Na pewno jednym ze stymulatorów tak dynamicznego rozwoju fotowoltaiki w Polsce jest program rządowy Mój Prąd. W jego ramach można uzyskać dofinansowanie do montażu instalacji fotowoltaicznej. Nowsze wersje tego programu dały możliwość wsparcia także przy zakupie magazynów energii.

Jak wygląda fotowoltaika w porównaniu do innych OZE w Polsce? Zdecydowanie prowadzi w zielonym miksie energetycznym. 54 proc. energii z OZE w naszym kraju jest produkowane z paneli słonecznych. Drugie miejsce zajmują turbiny wiatrowe. Z dużo mniejszym udziałem w miksie są elektrownie wodne, na biogaz i biomasę.

W powyższych danych trzeba zwrócić uwagę, że mowa o mocy zainstalowanej, czyli możliwie największej, jaką mogą uzyskać wszystkie panele słoneczne razem pracujące w tym samym momencie przy maksymalnej wydajności. W czasie rzeczywistym udział energii ze słońca jest dużo niższy w ogólnym miksie energetycznym.

Czytaj też: Obowiązkowa fotowoltaika na dachach. Władze tego kraju podjęły przełomową decyzję

Oto jak sprawdzić, ile energii produkuje fotowoltaika w czasie rzeczywistym

Przyglądając się danym Polskich Sieci Energetycznych, możemy policzyć udział fotowoltaiki w ogólnym miksie energetycznym w czasie rzeczywistym. Podczas słonecznej pogody 28 lutego po godzinie 14 wszystkie elektrownie w Polsce generowały energię o mocy 21 947 MW, a w tym panele słoneczne – 5 855 MW. Było to 26 proc. całej ilości produkowanej na dany moment energii.

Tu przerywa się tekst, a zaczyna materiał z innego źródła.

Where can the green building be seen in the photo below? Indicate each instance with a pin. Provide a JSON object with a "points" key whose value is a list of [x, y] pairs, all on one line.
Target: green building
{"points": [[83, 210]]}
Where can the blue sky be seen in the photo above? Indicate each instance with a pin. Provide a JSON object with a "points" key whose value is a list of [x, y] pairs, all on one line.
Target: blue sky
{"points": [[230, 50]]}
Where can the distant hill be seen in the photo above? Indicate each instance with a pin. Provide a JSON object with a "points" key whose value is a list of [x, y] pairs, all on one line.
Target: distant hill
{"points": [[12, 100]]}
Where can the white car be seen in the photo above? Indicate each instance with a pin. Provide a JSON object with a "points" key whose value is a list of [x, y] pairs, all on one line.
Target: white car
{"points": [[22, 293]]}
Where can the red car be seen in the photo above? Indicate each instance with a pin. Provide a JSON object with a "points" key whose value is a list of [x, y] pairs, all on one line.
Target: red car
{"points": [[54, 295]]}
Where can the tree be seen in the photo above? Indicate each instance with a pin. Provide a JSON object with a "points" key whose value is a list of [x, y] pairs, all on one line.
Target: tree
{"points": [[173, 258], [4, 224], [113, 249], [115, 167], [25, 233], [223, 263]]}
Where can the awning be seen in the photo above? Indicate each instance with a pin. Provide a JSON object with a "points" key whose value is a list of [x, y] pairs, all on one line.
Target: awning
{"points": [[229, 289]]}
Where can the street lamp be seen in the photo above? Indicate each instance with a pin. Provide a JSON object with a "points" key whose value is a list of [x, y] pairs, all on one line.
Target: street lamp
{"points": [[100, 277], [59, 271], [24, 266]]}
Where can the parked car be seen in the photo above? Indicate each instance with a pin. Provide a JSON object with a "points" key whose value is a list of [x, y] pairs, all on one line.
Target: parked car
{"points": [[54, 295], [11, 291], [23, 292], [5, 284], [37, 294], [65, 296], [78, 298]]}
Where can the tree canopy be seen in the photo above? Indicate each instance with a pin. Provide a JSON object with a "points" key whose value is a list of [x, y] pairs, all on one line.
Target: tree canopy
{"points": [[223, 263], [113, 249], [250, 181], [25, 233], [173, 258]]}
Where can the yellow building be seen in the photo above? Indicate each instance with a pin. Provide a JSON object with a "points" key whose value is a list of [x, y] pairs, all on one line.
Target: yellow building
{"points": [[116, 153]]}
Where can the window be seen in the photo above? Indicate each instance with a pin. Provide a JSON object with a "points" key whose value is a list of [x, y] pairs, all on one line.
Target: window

Zauważmy również, że nawet połowa mocy zainstalowanej nie została wykorzystana. Gdyby tak było, to fotowoltaika pokryłaby ponad połowę zapotrzebowania na prąd w tamtej chwili. Niestety w dalszym ciągu węgiel jest głównym źródłem energii i dopóki to się nie zmieni, OZE wciąż pozostanie tylko „zielonym dodatkiem” do machiny energetycznej.